Abstract initializer.

parent

The parent Query.

searcher

A Lucy::Search::Searcher, such as an IndexSearcher.

similarity

A Similarity.

boost

An arbitrary scoring multiplier. Defaults to the boost of the parent Query.

Methods

Make_Matcher (abstract)
lucy_Matcher* // incremented
lucy_Compiler_Make_Matcher(
    lucy_Compiler *self,
    lucy_SegReader *reader,
    bool need_score
);

Factory method returning a Matcher.

reader

A SegReader.

need_score

Indicate whether the Matcher must implement Score().

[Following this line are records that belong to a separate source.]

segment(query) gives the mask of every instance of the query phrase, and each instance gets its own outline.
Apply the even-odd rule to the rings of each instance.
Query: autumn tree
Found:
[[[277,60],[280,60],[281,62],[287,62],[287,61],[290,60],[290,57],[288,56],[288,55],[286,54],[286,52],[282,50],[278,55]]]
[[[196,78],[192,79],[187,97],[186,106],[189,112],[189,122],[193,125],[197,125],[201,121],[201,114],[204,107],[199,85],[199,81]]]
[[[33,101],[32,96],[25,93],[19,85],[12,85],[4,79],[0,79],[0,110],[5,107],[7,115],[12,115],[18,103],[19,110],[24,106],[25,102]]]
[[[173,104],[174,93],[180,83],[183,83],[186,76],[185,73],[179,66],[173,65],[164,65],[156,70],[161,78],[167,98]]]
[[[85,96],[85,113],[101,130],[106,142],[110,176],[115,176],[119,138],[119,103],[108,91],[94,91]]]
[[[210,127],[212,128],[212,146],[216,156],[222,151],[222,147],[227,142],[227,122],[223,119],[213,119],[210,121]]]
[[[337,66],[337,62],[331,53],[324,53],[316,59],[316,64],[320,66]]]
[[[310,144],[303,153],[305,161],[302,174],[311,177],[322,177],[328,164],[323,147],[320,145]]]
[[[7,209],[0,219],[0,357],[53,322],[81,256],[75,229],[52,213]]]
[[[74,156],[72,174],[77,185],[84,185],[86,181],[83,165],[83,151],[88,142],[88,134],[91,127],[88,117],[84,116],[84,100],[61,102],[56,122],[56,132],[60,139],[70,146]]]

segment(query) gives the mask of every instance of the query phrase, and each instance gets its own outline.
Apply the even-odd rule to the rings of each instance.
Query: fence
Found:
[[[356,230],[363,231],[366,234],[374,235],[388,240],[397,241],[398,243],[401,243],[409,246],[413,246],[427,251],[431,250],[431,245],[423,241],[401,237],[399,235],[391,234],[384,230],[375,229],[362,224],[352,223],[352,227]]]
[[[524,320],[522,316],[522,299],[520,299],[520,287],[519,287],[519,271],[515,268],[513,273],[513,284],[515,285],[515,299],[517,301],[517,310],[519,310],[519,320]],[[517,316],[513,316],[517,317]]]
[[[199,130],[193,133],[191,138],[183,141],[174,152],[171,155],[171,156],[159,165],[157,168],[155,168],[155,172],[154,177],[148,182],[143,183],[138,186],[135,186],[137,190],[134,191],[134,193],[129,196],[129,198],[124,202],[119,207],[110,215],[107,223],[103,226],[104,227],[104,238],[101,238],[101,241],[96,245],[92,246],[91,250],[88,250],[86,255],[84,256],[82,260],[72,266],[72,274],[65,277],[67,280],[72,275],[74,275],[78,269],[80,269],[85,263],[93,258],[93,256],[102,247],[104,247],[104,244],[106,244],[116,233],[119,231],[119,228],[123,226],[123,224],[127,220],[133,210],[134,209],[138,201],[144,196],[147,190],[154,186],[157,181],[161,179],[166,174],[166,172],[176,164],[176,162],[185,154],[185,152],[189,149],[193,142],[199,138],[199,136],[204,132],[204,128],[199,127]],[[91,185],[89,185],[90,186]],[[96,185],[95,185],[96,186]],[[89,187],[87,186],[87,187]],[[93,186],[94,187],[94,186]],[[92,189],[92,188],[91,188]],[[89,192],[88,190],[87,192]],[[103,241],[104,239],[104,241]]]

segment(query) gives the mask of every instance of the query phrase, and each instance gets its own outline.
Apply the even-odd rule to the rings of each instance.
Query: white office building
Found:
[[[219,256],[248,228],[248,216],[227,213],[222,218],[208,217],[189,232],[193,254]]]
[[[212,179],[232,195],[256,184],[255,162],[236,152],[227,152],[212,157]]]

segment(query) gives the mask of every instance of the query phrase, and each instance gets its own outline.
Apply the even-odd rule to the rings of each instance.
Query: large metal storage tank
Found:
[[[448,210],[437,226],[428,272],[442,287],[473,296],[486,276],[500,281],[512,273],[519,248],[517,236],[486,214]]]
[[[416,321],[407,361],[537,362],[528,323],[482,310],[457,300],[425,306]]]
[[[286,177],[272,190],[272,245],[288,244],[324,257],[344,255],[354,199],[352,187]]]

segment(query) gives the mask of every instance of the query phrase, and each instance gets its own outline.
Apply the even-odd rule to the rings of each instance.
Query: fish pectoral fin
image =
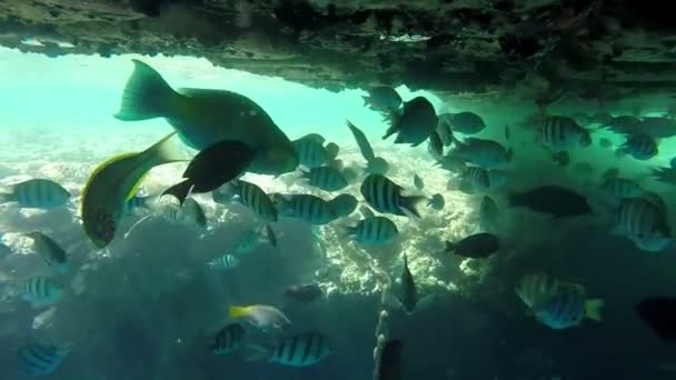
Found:
[[[430,308],[430,307],[439,303],[439,301],[440,301],[440,294],[437,292],[422,296],[418,300],[418,303],[416,303],[416,310],[425,310],[427,308]]]
[[[382,307],[387,308],[387,309],[392,309],[392,310],[402,310],[404,309],[404,303],[401,302],[401,300],[399,300],[399,298],[392,293],[388,293],[385,299],[382,300]]]
[[[186,198],[188,198],[195,184],[192,184],[189,179],[185,179],[165,190],[162,196],[172,196],[173,198],[178,199],[179,204],[183,204]]]

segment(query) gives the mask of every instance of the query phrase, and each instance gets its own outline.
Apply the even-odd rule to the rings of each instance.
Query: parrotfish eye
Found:
[[[97,210],[96,234],[105,242],[110,242],[115,237],[116,226],[112,216],[106,210]]]

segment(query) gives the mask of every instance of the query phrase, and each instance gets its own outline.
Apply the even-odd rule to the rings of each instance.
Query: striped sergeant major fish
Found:
[[[617,157],[629,154],[636,160],[645,161],[657,156],[659,147],[655,138],[647,133],[636,133],[627,137],[625,143],[615,152]]]
[[[513,152],[497,141],[468,138],[463,142],[456,140],[456,147],[450,154],[459,157],[465,162],[493,169],[509,163]]]
[[[319,197],[276,193],[274,200],[282,216],[300,219],[312,226],[327,224],[336,219],[330,203]]]
[[[586,289],[579,284],[545,274],[527,274],[516,292],[537,320],[554,330],[577,327],[585,318],[602,320],[604,300],[587,299]]]
[[[20,286],[21,298],[30,302],[33,308],[54,304],[63,298],[66,288],[50,277],[31,277]]]
[[[223,254],[215,260],[207,262],[207,267],[213,270],[232,269],[239,266],[239,259],[232,254]]]
[[[369,174],[361,183],[361,196],[378,212],[420,217],[416,204],[425,197],[405,197],[404,188],[381,174]]]
[[[619,199],[638,198],[643,197],[645,193],[645,190],[635,180],[619,177],[606,178],[602,183],[600,189],[609,196]]]
[[[51,210],[64,206],[70,192],[59,183],[47,179],[30,179],[0,192],[0,203],[17,202],[21,208]]]
[[[299,163],[312,169],[332,161],[338,156],[338,146],[331,143],[324,147],[325,141],[324,137],[317,133],[306,134],[291,141],[298,153]]]
[[[613,233],[626,236],[645,251],[660,251],[674,240],[663,210],[644,198],[623,199],[613,223]]]
[[[324,191],[338,191],[347,187],[347,180],[340,170],[334,167],[312,168],[310,171],[301,170],[302,178],[308,180],[310,186]]]
[[[277,221],[277,208],[270,197],[257,184],[242,180],[232,180],[237,200],[265,221]]]
[[[500,211],[496,202],[493,198],[484,196],[481,206],[479,207],[479,230],[496,232],[498,230],[499,218]]]
[[[376,367],[376,380],[401,380],[401,351],[404,342],[399,339],[388,340]]]
[[[347,217],[355,212],[359,201],[352,194],[340,194],[329,201],[329,206],[337,218]]]
[[[331,343],[326,336],[307,331],[281,339],[269,361],[289,367],[309,367],[326,359],[331,351]]]
[[[56,344],[26,344],[17,350],[19,371],[24,376],[52,373],[63,362],[69,351],[69,348]]]
[[[230,323],[213,338],[210,351],[213,354],[230,354],[242,349],[247,330],[240,323]]]
[[[38,231],[26,234],[33,240],[36,253],[53,267],[57,272],[64,274],[69,271],[68,254],[52,238]]]
[[[183,204],[162,203],[159,214],[170,222],[192,227],[207,227],[207,216],[202,207],[192,198],[186,198]]]
[[[553,116],[545,118],[536,130],[536,141],[551,151],[563,152],[577,146],[590,146],[592,134],[570,118]]]
[[[507,174],[498,169],[467,168],[461,176],[459,190],[473,194],[475,192],[494,191],[507,183]]]
[[[157,199],[157,197],[139,197],[135,196],[128,201],[125,202],[125,207],[122,209],[123,214],[132,216],[136,214],[139,210],[150,210],[150,201]]]
[[[356,241],[370,244],[387,243],[399,233],[397,224],[385,217],[362,219],[357,226],[347,227],[346,230]]]

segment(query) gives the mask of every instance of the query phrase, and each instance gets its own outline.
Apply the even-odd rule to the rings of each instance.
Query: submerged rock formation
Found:
[[[0,43],[49,56],[205,57],[330,90],[381,82],[608,106],[674,91],[676,39],[663,8],[653,0],[6,0]]]

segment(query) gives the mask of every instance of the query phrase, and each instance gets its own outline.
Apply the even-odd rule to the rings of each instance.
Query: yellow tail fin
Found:
[[[230,318],[243,318],[249,314],[251,307],[230,307]]]
[[[602,299],[587,300],[585,302],[585,317],[595,320],[597,322],[603,321],[603,317],[600,316],[600,310],[604,307],[606,301]]]

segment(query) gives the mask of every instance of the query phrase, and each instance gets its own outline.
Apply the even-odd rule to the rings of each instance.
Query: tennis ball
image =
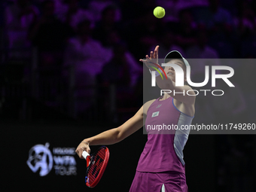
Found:
[[[160,19],[166,14],[166,11],[162,7],[157,7],[154,8],[153,13],[157,18]]]

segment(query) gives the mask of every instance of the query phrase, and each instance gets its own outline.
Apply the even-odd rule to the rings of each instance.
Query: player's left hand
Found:
[[[143,62],[146,65],[146,66],[151,71],[154,70],[154,69],[150,68],[150,66],[152,66],[152,62],[158,64],[158,49],[159,45],[157,45],[154,52],[151,51],[150,57],[148,56],[148,55],[146,55],[145,59],[139,59],[140,62]]]

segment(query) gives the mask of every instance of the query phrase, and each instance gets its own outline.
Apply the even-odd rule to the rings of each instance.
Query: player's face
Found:
[[[186,67],[185,67],[185,64],[181,59],[172,59],[167,63],[173,63],[181,67],[183,69],[184,76],[184,81],[186,81]],[[169,79],[171,79],[172,81],[175,82],[175,71],[174,70],[172,67],[166,66],[164,68],[164,72],[166,72],[166,76]]]

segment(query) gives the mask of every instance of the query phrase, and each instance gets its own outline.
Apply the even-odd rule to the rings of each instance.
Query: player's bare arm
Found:
[[[143,126],[143,117],[147,114],[147,111],[154,101],[154,99],[146,102],[133,117],[121,126],[84,139],[77,148],[76,153],[81,158],[83,158],[83,151],[86,151],[89,154],[90,152],[89,145],[115,144],[139,130]]]

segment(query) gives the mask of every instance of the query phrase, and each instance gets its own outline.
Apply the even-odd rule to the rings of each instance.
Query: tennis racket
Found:
[[[101,146],[91,155],[84,151],[82,156],[87,160],[85,183],[93,188],[99,183],[108,165],[109,150],[105,146]]]

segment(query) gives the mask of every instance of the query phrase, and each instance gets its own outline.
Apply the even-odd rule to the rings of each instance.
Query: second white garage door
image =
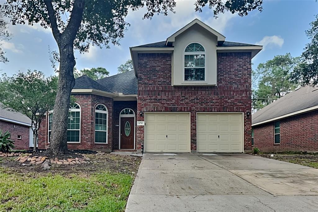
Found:
[[[145,152],[189,152],[190,122],[189,113],[145,113]]]
[[[241,113],[198,113],[198,152],[243,152]]]

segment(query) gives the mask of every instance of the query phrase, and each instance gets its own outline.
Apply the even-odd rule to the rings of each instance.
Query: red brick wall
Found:
[[[81,108],[81,131],[80,144],[68,144],[69,149],[100,150],[110,151],[113,140],[113,104],[112,98],[91,94],[74,95],[75,102]],[[108,110],[108,135],[107,144],[95,144],[95,107],[98,104],[103,104]],[[39,135],[39,149],[47,149],[48,120],[42,122]]]
[[[10,139],[14,142],[15,149],[30,149],[30,127],[1,120],[0,129],[3,133],[7,131],[10,132]],[[18,135],[21,136],[21,139],[17,139]]]
[[[274,144],[274,123],[256,126],[254,146],[262,152],[318,151],[318,110],[281,120],[280,143]]]
[[[251,111],[250,53],[217,54],[217,86],[171,86],[170,53],[138,55],[138,121],[141,111],[190,112],[191,149],[197,148],[196,112]],[[251,116],[244,115],[244,148],[251,149]],[[144,128],[137,127],[137,149],[144,141]]]

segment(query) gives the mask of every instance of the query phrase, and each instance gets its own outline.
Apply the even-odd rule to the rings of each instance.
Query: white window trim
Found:
[[[98,105],[102,105],[105,107],[106,108],[106,111],[104,110],[96,110],[96,107]],[[99,103],[97,104],[96,105],[95,105],[95,107],[94,108],[95,110],[94,110],[94,143],[95,144],[108,144],[108,109],[107,108],[107,107],[106,106],[106,105],[104,104],[101,104]],[[96,113],[106,113],[106,131],[104,130],[96,130],[95,128],[95,125],[96,123],[95,123],[95,117],[96,116]],[[96,131],[98,131],[100,132],[106,132],[106,143],[102,142],[96,142],[95,141],[95,132]]]
[[[275,133],[275,122],[279,122],[279,133]],[[279,135],[279,143],[275,143],[275,136],[276,135]],[[280,122],[279,121],[276,121],[274,122],[274,145],[277,145],[280,144]]]
[[[79,107],[80,107],[80,109],[68,109],[68,112],[79,112],[79,112],[80,112],[80,129],[79,129],[79,130],[67,130],[67,131],[68,131],[69,130],[70,130],[70,131],[80,131],[80,141],[79,141],[79,142],[67,142],[67,144],[80,144],[80,137],[81,137],[81,133],[80,133],[81,130],[80,130],[80,128],[81,128],[81,121],[82,121],[82,120],[81,120],[82,119],[81,119],[81,108],[80,107],[80,105],[78,103],[76,103],[76,102],[74,102],[74,103],[75,103],[75,104],[77,104],[77,105],[78,105],[79,106]],[[49,130],[49,122],[50,121],[49,121],[50,120],[50,113],[53,113],[53,110],[51,110],[51,111],[49,111],[49,115],[47,116],[47,143],[48,143],[49,144],[50,143],[50,139],[49,139],[49,131],[52,131],[52,130],[51,130],[51,131]]]
[[[134,112],[134,114],[121,114],[121,112],[123,111],[123,110],[126,110],[126,109],[129,109],[132,110]],[[131,108],[124,108],[121,110],[120,112],[119,113],[119,146],[118,146],[119,149],[121,149],[120,148],[120,138],[121,138],[121,118],[122,117],[134,117],[134,149],[136,149],[136,114],[135,114],[135,111],[134,110],[132,110]]]
[[[186,52],[185,49],[187,48],[190,44],[193,43],[197,43],[202,46],[204,49],[204,52]],[[204,67],[196,67],[196,68],[204,68],[204,80],[184,80],[184,69],[185,68],[190,68],[186,67],[184,66],[184,55],[193,55],[195,54],[204,54]],[[185,84],[196,84],[196,83],[204,83],[207,82],[206,79],[206,58],[207,58],[206,51],[205,50],[205,47],[203,45],[199,42],[191,42],[187,44],[184,49],[183,50],[183,54],[182,55],[182,67],[183,69],[182,70],[182,83]]]

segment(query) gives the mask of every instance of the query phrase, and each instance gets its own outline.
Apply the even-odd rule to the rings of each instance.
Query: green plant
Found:
[[[253,149],[253,153],[254,154],[258,154],[259,152],[259,149],[257,147],[254,147]]]
[[[4,134],[2,134],[2,131],[0,130],[0,151],[3,152],[9,152],[11,149],[14,148],[14,143],[9,138],[10,133],[7,131]]]

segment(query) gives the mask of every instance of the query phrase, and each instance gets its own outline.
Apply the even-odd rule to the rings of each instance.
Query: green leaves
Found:
[[[299,58],[288,53],[259,65],[252,74],[254,110],[261,109],[296,88],[297,84],[292,82],[290,75],[299,63]]]
[[[318,15],[310,24],[311,28],[306,31],[311,42],[306,45],[301,56],[301,63],[295,68],[292,77],[302,86],[318,85]]]
[[[0,130],[0,152],[8,152],[14,148],[14,142],[10,139],[10,135],[8,131],[3,134],[2,131]]]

Returns: a Matcher, or NULL if the Matcher would have matched no documents.

Get_Weight
float
lucy_Compiler_Get_Weight(
    lucy_Compiler *self
);

Return the Compiler’s numerical weight, a scoring multiplier. By default, returns the object’s boost.

Get_Similarity
lucy_Similarity*
lucy_Compiler_Get_Similarity(
    lucy_Compiler *self
);

Accessor for the Compiler’s Similarity object.

Get_Parent
lucy_Query*
lucy_Compiler_Get_Parent(
    lucy_Compiler *self
);

Accessor for the Compiler’s parent Query object.

Sum_Of_Squared_Weights
float
lucy_Compiler_Sum_Of_Squared_Weights(
    lucy_Compiler *self
);

Compute and return a raw weighting factor. (This quantity is used by Normalize()). By default, simply returns 1.0.

Apply_Norm_Factor
void
lucy_Compiler_Apply_Norm_Factor(
    lucy_Compiler *self,
    float factor
);

Apply a floating point normalization multiplier. For a TermCompiler, this involves multiplying its own weight by the supplied factor; combining classes such as ORCompiler would apply the factor recursively to their children.

The default implementation is a no-op; subclasses may wish to multiply their internal weight by the supplied factor.

factor

The multiplier.

Normalize
void
lucy_Compiler_Normalize(
    lucy_Compiler *self
);

Take a newly minted Compiler object and apply query-specific normalization factors. Should be invoked by Query subclasses during Make_Compiler() for top-level nodes.

For a TermQuery, the scoring formula is approximately:

(tf_d * idf_t / norm_d) * (tf_q * idf_t / norm_q)

Normalize() is theoretically concerned with applying the second half of that formula to a the Compiler’s weight. What actually happens depends on how the Compiler and Similarity methods called internally are implemented.

Equals
bool
lucy_Compiler_Equals(
    lucy_Compiler *self,
    cfish_Obj *other
);

Indicate whether two objects are the same. By default, compares the memory address.

other

Another Obj.

To_String
cfish_String* // incremented
lucy_Compiler_To_String(
    lucy_Compiler *self
);

Generic stringification: “ClassName@hex_mem_address”.

Methods inherited from Lucy::Search::Query

Make_Compiler (abstract)
lucy_Compiler* // incremented
lucy_Compiler_Make_Compiler(
    lucy_Compiler *self,
    lucy_Searcher *searcher,
    float boost,
    bool subordinate
);

Abstract factory method returning a Compiler derived from this Query.

searcher

A Searcher.

boost

A scoring multiplier.

subordinate

Indicates whether the Query is a subquery (as opposed to a top-level query). If false, the implementation must invoke Normalize() on the newly minted Compiler object before returning it.

Set_Boost
void
lucy_Compiler_Set_Boost(
    lucy_Compiler *self,
    float boost
);

Set the Query’s boost.

Get_Boost
float
lucy_Compiler_Get_Boost(
    lucy_Compiler *self
);

Get the Query’s boost.

Dump
cfish_Obj* // incremented
lucy_Compiler_Dump(
    lucy_Compiler *self
);
Load
cfish_Obj* // incremented
lucy_Compiler_Load(
    lucy_Compiler *self,
    cfish_Obj *dump
);

Inheritance

Lucy::Search::Compiler is a Lucy::Search::Query is a Clownfish::Obj.